Lebih lanjut, Miko menyatakan jika memang nantinya Hakim Tunggal
mengabulkan permohonan praperadilan Setya Novanto, maka hal tersebut
bisa memberikan legitimasi pada Pansus Hak Angket KPK.
"Bisa jadi kemudian ketika praperadilan Setya Novanto dikabulkan
maka ini memberikan legitimasi dan kemudian dikonfirmasi pada Pansus Hak
Angket bahwa KPK memang benar tidak patut dalam menetapkan seseorang
sebagai tersangka," kata Miko yang juga peneliti Pusat Studi Hukum dan
Kebijakan (PSHK) itu.
Terkait hal tersebut, menurut dia, pihaknya memberikan dukungan
kepada KPK bahwa perpanjangan masa kerja Pansus Hak Angket tidak sah
secara hukum.
"KPK juga harus siapkan strategi-strategi khusus untuk menghadapi
persidangan putusan praperadilan Setya Novanto pada Jumat," ucap Miko.
Pengadilan Negeri Jakarta Selatan melalui Hakum Tunggal Cepi
Iskandar dijadwakan menggelar sidang lanjutan praperadilan Setya Novanto
dengan pembacaan putusan pada Jumat (29/9).

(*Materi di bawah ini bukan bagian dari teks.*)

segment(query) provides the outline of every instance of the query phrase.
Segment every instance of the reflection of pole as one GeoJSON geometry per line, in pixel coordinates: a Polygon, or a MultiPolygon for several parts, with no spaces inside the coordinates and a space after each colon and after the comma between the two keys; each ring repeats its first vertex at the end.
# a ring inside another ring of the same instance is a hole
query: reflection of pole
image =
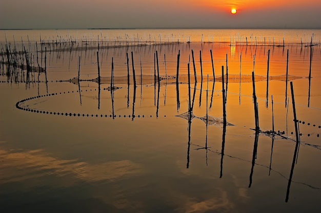
{"type": "Polygon", "coordinates": [[[294,101],[294,94],[293,92],[293,84],[292,82],[290,82],[291,85],[291,93],[292,95],[292,103],[293,108],[293,117],[294,121],[294,126],[295,128],[295,137],[296,139],[296,143],[295,144],[295,149],[294,150],[294,154],[293,155],[293,160],[292,161],[292,166],[291,167],[291,172],[290,173],[290,177],[289,178],[289,182],[288,183],[288,188],[287,189],[287,196],[285,199],[285,202],[287,202],[289,200],[289,194],[290,194],[290,186],[291,185],[291,182],[292,182],[292,177],[293,174],[293,170],[294,169],[294,164],[295,163],[295,158],[296,154],[298,148],[298,145],[299,144],[299,139],[298,135],[298,130],[297,126],[297,120],[296,119],[296,112],[295,111],[295,102],[294,101]]]}
{"type": "Polygon", "coordinates": [[[224,66],[222,66],[222,97],[223,101],[223,122],[226,122],[225,91],[224,90],[224,66]]]}
{"type": "Polygon", "coordinates": [[[274,143],[274,112],[273,109],[273,96],[271,97],[272,101],[272,145],[271,147],[271,158],[270,159],[270,169],[269,170],[269,176],[271,173],[271,165],[272,164],[272,155],[273,153],[273,144],[274,143]]]}
{"type": "Polygon", "coordinates": [[[255,94],[255,82],[254,79],[254,72],[252,72],[252,81],[253,83],[253,99],[254,105],[254,117],[255,120],[255,131],[259,130],[258,125],[258,110],[257,109],[257,102],[256,102],[256,95],[255,94]]]}
{"type": "Polygon", "coordinates": [[[188,168],[190,162],[190,147],[191,142],[191,125],[192,124],[192,109],[191,109],[191,84],[190,76],[190,62],[187,63],[187,74],[188,77],[188,142],[187,147],[187,163],[186,168],[188,168]]]}
{"type": "Polygon", "coordinates": [[[134,91],[133,95],[133,113],[132,114],[132,121],[134,120],[135,117],[135,102],[136,101],[136,88],[134,87],[134,91]]]}
{"type": "Polygon", "coordinates": [[[196,77],[196,68],[195,66],[195,61],[194,60],[194,51],[192,50],[192,59],[193,59],[193,67],[194,68],[194,77],[195,78],[195,83],[197,82],[197,78],[196,77]]]}
{"type": "Polygon", "coordinates": [[[288,74],[289,67],[289,49],[287,51],[287,72],[285,80],[285,107],[287,107],[287,99],[288,99],[288,74]]]}
{"type": "Polygon", "coordinates": [[[268,65],[267,69],[266,76],[266,108],[268,108],[269,104],[269,69],[270,67],[270,50],[268,50],[268,65]]]}
{"type": "Polygon", "coordinates": [[[129,58],[128,53],[126,53],[127,60],[127,108],[129,107],[129,58]]]}
{"type": "Polygon", "coordinates": [[[188,112],[190,112],[191,108],[191,80],[190,76],[190,63],[187,63],[187,76],[188,78],[188,112]]]}
{"type": "Polygon", "coordinates": [[[135,75],[135,68],[134,68],[134,56],[133,56],[133,52],[131,52],[131,62],[132,66],[133,67],[133,78],[134,80],[134,87],[136,87],[136,75],[135,75]]]}
{"type": "Polygon", "coordinates": [[[253,155],[252,156],[252,166],[251,167],[251,173],[250,174],[250,183],[249,184],[249,188],[252,185],[252,177],[254,172],[254,165],[255,164],[255,159],[256,158],[256,154],[257,153],[257,143],[258,142],[258,131],[255,131],[255,137],[254,138],[254,144],[253,148],[253,155]]]}

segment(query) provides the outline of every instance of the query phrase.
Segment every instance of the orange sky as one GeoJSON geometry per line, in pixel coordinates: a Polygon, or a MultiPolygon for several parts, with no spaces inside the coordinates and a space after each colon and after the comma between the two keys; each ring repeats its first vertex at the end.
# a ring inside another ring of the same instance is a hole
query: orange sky
{"type": "Polygon", "coordinates": [[[319,29],[320,8],[319,0],[10,0],[0,29],[319,29]]]}

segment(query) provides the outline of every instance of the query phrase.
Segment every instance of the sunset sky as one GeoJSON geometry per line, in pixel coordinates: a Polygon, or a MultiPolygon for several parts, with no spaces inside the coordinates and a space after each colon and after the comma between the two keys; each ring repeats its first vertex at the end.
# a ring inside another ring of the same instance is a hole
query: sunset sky
{"type": "Polygon", "coordinates": [[[320,0],[5,0],[0,29],[321,29],[320,10],[320,0]]]}

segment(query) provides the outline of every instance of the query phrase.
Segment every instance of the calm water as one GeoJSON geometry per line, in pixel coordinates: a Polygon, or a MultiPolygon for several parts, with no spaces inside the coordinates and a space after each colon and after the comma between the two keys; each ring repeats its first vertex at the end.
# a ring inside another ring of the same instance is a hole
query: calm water
{"type": "Polygon", "coordinates": [[[47,70],[31,72],[26,83],[26,70],[1,65],[0,209],[317,211],[320,36],[319,30],[0,31],[2,51],[6,37],[12,50],[30,50],[31,66],[47,70]],[[272,117],[280,133],[274,138],[267,132],[272,117]]]}

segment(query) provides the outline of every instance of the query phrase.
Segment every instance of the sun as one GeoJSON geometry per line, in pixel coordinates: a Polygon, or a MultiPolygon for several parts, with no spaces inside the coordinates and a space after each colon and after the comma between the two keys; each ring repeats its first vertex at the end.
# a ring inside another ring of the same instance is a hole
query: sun
{"type": "Polygon", "coordinates": [[[232,8],[231,10],[231,13],[232,14],[235,14],[236,13],[236,12],[237,12],[237,11],[235,8],[232,8]]]}

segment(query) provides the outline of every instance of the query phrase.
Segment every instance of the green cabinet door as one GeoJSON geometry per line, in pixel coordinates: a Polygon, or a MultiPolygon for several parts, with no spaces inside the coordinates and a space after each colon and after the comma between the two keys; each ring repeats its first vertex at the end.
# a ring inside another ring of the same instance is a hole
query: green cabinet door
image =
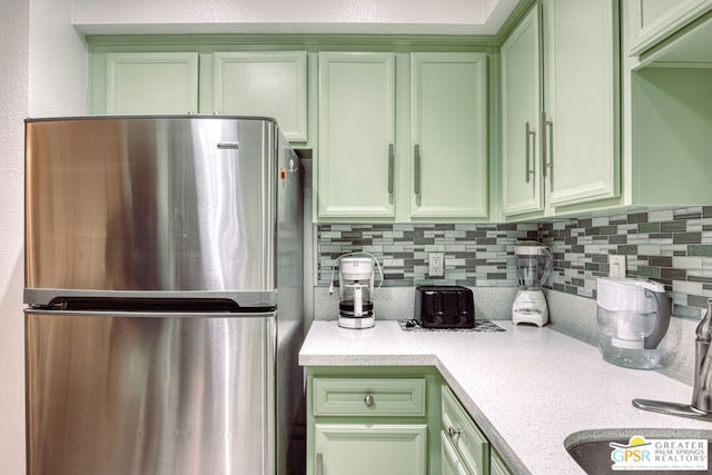
{"type": "Polygon", "coordinates": [[[445,432],[441,432],[441,475],[469,475],[445,432]]]}
{"type": "Polygon", "coordinates": [[[106,68],[106,96],[95,113],[198,112],[196,52],[107,53],[106,68]]]}
{"type": "Polygon", "coordinates": [[[411,217],[487,216],[485,53],[411,55],[411,217]]]}
{"type": "Polygon", "coordinates": [[[318,218],[393,218],[395,55],[319,53],[318,218]]]}
{"type": "Polygon", "coordinates": [[[712,10],[712,0],[629,0],[634,33],[630,47],[640,55],[712,10]]]}
{"type": "Polygon", "coordinates": [[[543,209],[540,6],[502,46],[502,211],[543,209]]]}
{"type": "Polygon", "coordinates": [[[316,424],[316,473],[425,475],[425,424],[316,424]]]}
{"type": "Polygon", "coordinates": [[[307,140],[305,51],[216,52],[212,107],[217,113],[277,119],[290,141],[307,140]]]}
{"type": "Polygon", "coordinates": [[[542,147],[552,206],[619,195],[619,2],[545,0],[542,147]]]}

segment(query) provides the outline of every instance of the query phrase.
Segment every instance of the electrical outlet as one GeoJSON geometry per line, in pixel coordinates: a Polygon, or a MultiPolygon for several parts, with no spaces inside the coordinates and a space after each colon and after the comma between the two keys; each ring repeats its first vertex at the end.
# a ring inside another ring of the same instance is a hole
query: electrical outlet
{"type": "Polygon", "coordinates": [[[443,253],[429,253],[427,255],[427,274],[431,277],[443,277],[445,274],[445,257],[443,253]]]}
{"type": "Polygon", "coordinates": [[[609,277],[616,279],[625,277],[625,256],[609,255],[609,277]]]}

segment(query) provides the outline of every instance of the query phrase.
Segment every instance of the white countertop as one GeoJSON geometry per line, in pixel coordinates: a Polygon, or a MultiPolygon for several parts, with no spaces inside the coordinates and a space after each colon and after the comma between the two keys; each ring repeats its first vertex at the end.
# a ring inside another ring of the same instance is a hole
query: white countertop
{"type": "MultiPolygon", "coordinates": [[[[303,366],[435,366],[515,473],[583,473],[567,435],[602,428],[699,428],[711,423],[640,410],[634,398],[688,404],[692,388],[655,372],[604,362],[596,347],[557,331],[494,321],[504,333],[404,331],[314,321],[303,366]]],[[[644,433],[641,434],[644,436],[644,433]]]]}

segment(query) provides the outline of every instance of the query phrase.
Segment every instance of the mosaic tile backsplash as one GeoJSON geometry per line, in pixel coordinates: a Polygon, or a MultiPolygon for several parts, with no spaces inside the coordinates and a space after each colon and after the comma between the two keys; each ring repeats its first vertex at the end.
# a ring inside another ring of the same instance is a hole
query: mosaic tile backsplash
{"type": "Polygon", "coordinates": [[[595,299],[596,278],[617,254],[629,277],[664,284],[676,316],[699,319],[712,297],[712,206],[553,222],[319,225],[318,285],[329,285],[338,256],[366,251],[382,263],[388,287],[512,287],[514,246],[526,240],[552,249],[554,290],[595,299]],[[444,277],[427,274],[432,251],[445,255],[444,277]]]}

Ketua KPK Agus Rahardjo mengharapkan Hakim Tunggal pada
praperadilan Setya Novanto bisa berpikir jernih jelang putusan tersebut.
"Mudah-mudahan hakim bisa berpikir jernih dan sebetulnya kami punya
barang bukti yang sangat banyak kalau diizinkan sebenarnya kami juga
mau membuka rekaman," kata Agus saat konferensi pers itu.

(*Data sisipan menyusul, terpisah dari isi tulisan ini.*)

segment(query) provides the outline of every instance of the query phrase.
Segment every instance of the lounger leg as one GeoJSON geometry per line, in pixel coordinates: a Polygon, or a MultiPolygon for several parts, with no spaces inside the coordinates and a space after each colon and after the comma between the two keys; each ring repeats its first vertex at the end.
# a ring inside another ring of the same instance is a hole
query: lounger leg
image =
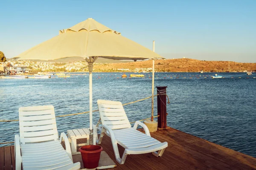
{"type": "Polygon", "coordinates": [[[115,139],[113,140],[112,138],[111,139],[113,150],[114,150],[114,153],[115,153],[115,156],[116,157],[116,160],[120,164],[123,164],[125,163],[125,158],[126,158],[127,154],[126,154],[125,150],[125,152],[124,152],[122,159],[121,159],[121,158],[120,158],[120,155],[119,154],[119,151],[118,150],[116,140],[115,140],[115,139]],[[123,159],[124,159],[123,160],[123,159]]]}
{"type": "Polygon", "coordinates": [[[152,153],[156,157],[162,156],[163,154],[163,152],[164,152],[164,150],[165,150],[165,149],[166,148],[163,148],[161,150],[158,150],[158,152],[153,152],[152,153]]]}
{"type": "MultiPolygon", "coordinates": [[[[121,160],[121,162],[118,162],[120,164],[124,164],[125,163],[125,159],[126,159],[126,157],[127,156],[128,154],[126,153],[126,150],[125,150],[124,152],[124,153],[123,154],[123,156],[122,157],[122,160],[121,160]]],[[[117,161],[117,160],[116,160],[117,161]]]]}
{"type": "Polygon", "coordinates": [[[76,153],[76,139],[71,139],[71,153],[74,155],[76,153]]]}
{"type": "Polygon", "coordinates": [[[101,142],[102,140],[102,138],[104,136],[104,134],[105,134],[105,129],[102,128],[102,131],[100,133],[100,134],[99,135],[99,140],[97,140],[97,141],[96,141],[97,144],[99,144],[101,143],[101,142]]]}

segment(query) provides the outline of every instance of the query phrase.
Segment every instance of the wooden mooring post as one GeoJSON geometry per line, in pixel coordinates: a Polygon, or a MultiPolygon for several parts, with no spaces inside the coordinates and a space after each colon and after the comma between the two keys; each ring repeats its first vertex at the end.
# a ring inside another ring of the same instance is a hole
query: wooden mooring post
{"type": "Polygon", "coordinates": [[[167,86],[157,86],[157,128],[167,128],[166,123],[166,88],[167,86]]]}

Agus mengatakan bahwa putusan praperadilan nantinya diharapkan
memberikan harapan yang sangat besar dalam upaya pemberantasan korupsi.
"Kalau keputusannya berdasarkan nurani bisa mempercepat perjalanan
kami dalam pemberantasan korupsi. Saya berharap hakim yang memimpin
sidang praperadilan itu hati nuraninya diterangi Tuhan. Mudah-mudahan
keputusan terbaik bagi bangsa ini yang kemudian dikedepankan," tuturnya.

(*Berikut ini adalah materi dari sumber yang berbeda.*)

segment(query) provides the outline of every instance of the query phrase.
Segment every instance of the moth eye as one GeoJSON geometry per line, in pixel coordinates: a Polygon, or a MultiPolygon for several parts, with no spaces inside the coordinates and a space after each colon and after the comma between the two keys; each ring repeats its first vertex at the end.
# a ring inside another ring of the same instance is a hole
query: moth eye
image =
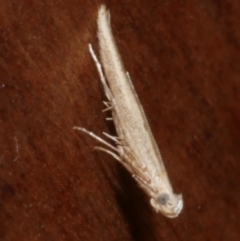
{"type": "Polygon", "coordinates": [[[168,203],[169,199],[170,199],[170,197],[167,193],[162,193],[159,195],[157,200],[161,205],[166,205],[168,203]]]}

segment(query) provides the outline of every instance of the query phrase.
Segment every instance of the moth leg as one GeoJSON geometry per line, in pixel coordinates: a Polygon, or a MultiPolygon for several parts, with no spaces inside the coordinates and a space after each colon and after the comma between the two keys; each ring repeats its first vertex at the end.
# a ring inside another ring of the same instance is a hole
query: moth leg
{"type": "Polygon", "coordinates": [[[106,133],[106,132],[103,132],[103,135],[105,135],[105,136],[108,137],[109,139],[115,141],[116,144],[121,145],[121,140],[122,140],[122,138],[120,138],[120,137],[118,137],[118,136],[109,135],[109,134],[106,133]]]}
{"type": "Polygon", "coordinates": [[[92,48],[92,45],[89,44],[88,45],[89,47],[89,52],[96,64],[96,67],[97,67],[97,70],[98,70],[98,73],[99,73],[99,76],[100,76],[100,80],[102,82],[102,85],[103,85],[103,88],[104,88],[104,92],[105,92],[105,95],[107,96],[108,100],[113,103],[113,95],[111,93],[111,90],[109,89],[108,85],[107,85],[107,81],[104,77],[104,74],[103,74],[103,70],[102,70],[102,65],[100,64],[99,60],[97,59],[97,56],[96,54],[94,53],[94,50],[92,48]]]}
{"type": "Polygon", "coordinates": [[[121,162],[120,157],[119,157],[116,153],[114,153],[114,152],[112,152],[112,151],[109,151],[108,149],[105,149],[105,148],[100,147],[100,146],[96,146],[94,149],[95,149],[95,150],[99,150],[99,151],[106,152],[107,154],[109,154],[110,156],[112,156],[114,159],[116,159],[117,161],[120,161],[120,162],[121,162]]]}
{"type": "Polygon", "coordinates": [[[73,129],[74,129],[74,130],[78,130],[78,131],[85,132],[86,134],[88,134],[89,136],[91,136],[91,137],[93,137],[94,139],[98,140],[99,142],[103,143],[104,145],[108,146],[108,147],[111,148],[112,150],[118,152],[118,149],[117,149],[115,146],[109,144],[108,142],[106,142],[106,141],[105,141],[104,139],[102,139],[101,137],[95,135],[93,132],[88,131],[88,130],[86,130],[85,128],[77,127],[77,126],[74,126],[73,129]]]}

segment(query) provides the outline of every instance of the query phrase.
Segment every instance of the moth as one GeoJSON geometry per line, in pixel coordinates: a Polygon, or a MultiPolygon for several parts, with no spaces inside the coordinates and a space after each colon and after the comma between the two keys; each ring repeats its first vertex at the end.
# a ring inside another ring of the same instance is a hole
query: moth
{"type": "Polygon", "coordinates": [[[103,138],[82,127],[74,129],[92,136],[105,147],[95,149],[110,154],[119,161],[149,195],[150,203],[158,212],[169,218],[179,215],[183,208],[181,194],[174,194],[159,149],[151,133],[145,113],[133,87],[129,73],[125,71],[117,49],[111,26],[110,13],[101,5],[97,18],[100,61],[91,44],[90,54],[96,64],[107,101],[103,111],[112,112],[117,136],[103,133],[114,142],[103,138]]]}

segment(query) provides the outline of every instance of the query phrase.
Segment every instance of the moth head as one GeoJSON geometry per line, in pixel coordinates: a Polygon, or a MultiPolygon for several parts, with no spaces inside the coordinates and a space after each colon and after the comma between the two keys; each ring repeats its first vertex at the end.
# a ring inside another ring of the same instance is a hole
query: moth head
{"type": "Polygon", "coordinates": [[[160,193],[156,198],[152,198],[150,203],[157,212],[160,211],[168,218],[176,218],[183,208],[182,195],[168,192],[160,193]]]}

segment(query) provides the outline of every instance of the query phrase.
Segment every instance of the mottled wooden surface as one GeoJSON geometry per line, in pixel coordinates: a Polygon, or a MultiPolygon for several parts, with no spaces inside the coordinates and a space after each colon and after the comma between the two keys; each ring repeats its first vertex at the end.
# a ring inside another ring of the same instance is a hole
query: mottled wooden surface
{"type": "Polygon", "coordinates": [[[240,240],[240,2],[105,2],[183,193],[172,220],[72,129],[113,133],[87,49],[101,3],[0,1],[0,240],[240,240]]]}

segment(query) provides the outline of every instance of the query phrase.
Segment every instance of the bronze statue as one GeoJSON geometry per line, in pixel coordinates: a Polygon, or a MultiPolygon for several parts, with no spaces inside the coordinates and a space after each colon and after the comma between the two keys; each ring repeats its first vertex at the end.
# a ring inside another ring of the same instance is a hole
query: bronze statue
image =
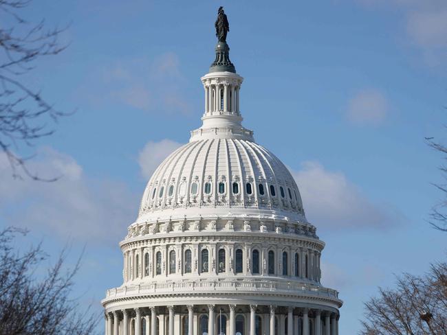
{"type": "Polygon", "coordinates": [[[224,12],[224,8],[219,7],[217,10],[217,19],[215,23],[216,27],[216,36],[219,42],[226,42],[227,33],[230,31],[230,25],[227,16],[224,12]]]}

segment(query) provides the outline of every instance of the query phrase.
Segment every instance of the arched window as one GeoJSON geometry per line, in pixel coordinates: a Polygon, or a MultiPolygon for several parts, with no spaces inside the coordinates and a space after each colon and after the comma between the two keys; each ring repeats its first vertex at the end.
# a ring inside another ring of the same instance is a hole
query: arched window
{"type": "Polygon", "coordinates": [[[190,273],[192,270],[191,251],[185,251],[185,273],[190,273]]]}
{"type": "Polygon", "coordinates": [[[252,252],[252,263],[253,264],[253,270],[252,273],[257,275],[259,273],[259,251],[254,249],[252,252]]]}
{"type": "Polygon", "coordinates": [[[242,249],[237,249],[235,253],[235,270],[236,273],[241,273],[243,270],[243,253],[242,249]]]}
{"type": "Polygon", "coordinates": [[[208,334],[208,315],[200,316],[200,334],[208,334]]]}
{"type": "Polygon", "coordinates": [[[238,193],[239,193],[239,184],[233,183],[233,194],[237,194],[238,193]]]}
{"type": "Polygon", "coordinates": [[[146,253],[144,254],[144,275],[149,275],[149,254],[146,253]]]}
{"type": "Polygon", "coordinates": [[[206,194],[211,193],[211,183],[205,183],[204,192],[206,194]]]}
{"type": "Polygon", "coordinates": [[[227,317],[221,314],[217,314],[217,335],[227,333],[227,317]]]}
{"type": "Polygon", "coordinates": [[[138,275],[140,275],[140,273],[138,273],[138,270],[140,268],[140,266],[138,266],[138,265],[140,264],[139,261],[140,261],[140,257],[138,256],[138,255],[137,255],[136,256],[135,256],[135,276],[137,278],[138,277],[138,275]]]}
{"type": "Polygon", "coordinates": [[[259,315],[254,319],[254,335],[262,335],[262,318],[259,315]]]}
{"type": "Polygon", "coordinates": [[[175,251],[173,250],[169,253],[169,273],[175,273],[175,251]]]}
{"type": "Polygon", "coordinates": [[[244,335],[244,319],[243,316],[241,314],[236,316],[236,335],[244,335]]]}
{"type": "Polygon", "coordinates": [[[184,196],[186,194],[186,183],[182,183],[180,187],[179,187],[179,194],[180,196],[184,196]]]}
{"type": "Polygon", "coordinates": [[[283,252],[283,275],[287,276],[288,274],[287,269],[287,253],[283,252]]]}
{"type": "Polygon", "coordinates": [[[270,185],[270,194],[272,194],[272,196],[275,196],[276,195],[276,192],[274,190],[274,186],[272,185],[270,185]]]}
{"type": "Polygon", "coordinates": [[[268,274],[274,275],[274,253],[272,250],[268,252],[268,274]]]}
{"type": "Polygon", "coordinates": [[[225,183],[219,183],[219,193],[221,194],[223,194],[225,193],[225,183]]]}
{"type": "Polygon", "coordinates": [[[201,251],[201,272],[208,272],[208,250],[201,251]]]}
{"type": "Polygon", "coordinates": [[[220,90],[220,110],[224,111],[224,90],[220,90]]]}
{"type": "Polygon", "coordinates": [[[309,256],[307,256],[307,255],[306,255],[306,256],[305,257],[305,274],[306,274],[306,278],[309,278],[309,270],[307,270],[307,266],[309,265],[309,256]]]}
{"type": "Polygon", "coordinates": [[[252,184],[250,183],[247,183],[246,184],[246,192],[247,192],[247,194],[251,194],[252,192],[252,184]]]}
{"type": "Polygon", "coordinates": [[[262,184],[259,184],[258,185],[258,187],[259,188],[259,194],[261,196],[264,195],[264,185],[262,184]]]}
{"type": "Polygon", "coordinates": [[[225,272],[225,249],[219,251],[219,273],[225,272]]]}
{"type": "Polygon", "coordinates": [[[146,319],[141,318],[141,335],[146,335],[146,319]]]}
{"type": "Polygon", "coordinates": [[[197,194],[197,183],[193,183],[191,185],[191,194],[195,195],[197,194]]]}
{"type": "Polygon", "coordinates": [[[162,253],[157,251],[155,254],[155,268],[157,269],[157,275],[162,274],[162,253]]]}
{"type": "Polygon", "coordinates": [[[188,322],[188,315],[185,315],[182,318],[182,335],[188,335],[188,327],[189,323],[188,322]]]}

KPK telah menetapkan Ketua DPR Setya Novanto sebagai tersangka
kasus dugaan tindak pidana korupsi pengadaan paket penerapan KTP
berbasis nomor induk kependudukan secara nasional (KTP-E) tahun
2011-2012 pada Kemendagri pada 17 Juli 2017.
Setya Novanto diduga dengan tujuan menguntungkan diri sendiri atau
orang lain atau suatu korporasi menyalahgunakan kewenangan, kesempatan
atau sarana yang ada padanya karena kedudukannya atau jabatannya
sehingga diduga mengakibatkan kerugian negara sekurang-kurangnya Rp2,3
triliun dari nilai paket pengadaan sekitar Rp5,9 triliun dalam paket
pengadaan KTP-e pada Kemendagri.
Setya Novanto disangka melanggar pasal 2 ayat (1) atau pasal 3 UU
No 31 Tahun 1999 sebagaimana telah diubah dengan UU No 20 Tahun 2001
tentang Pemberantasan Korupsi jo pasal 55 ayat (1) ke-1 KUHP.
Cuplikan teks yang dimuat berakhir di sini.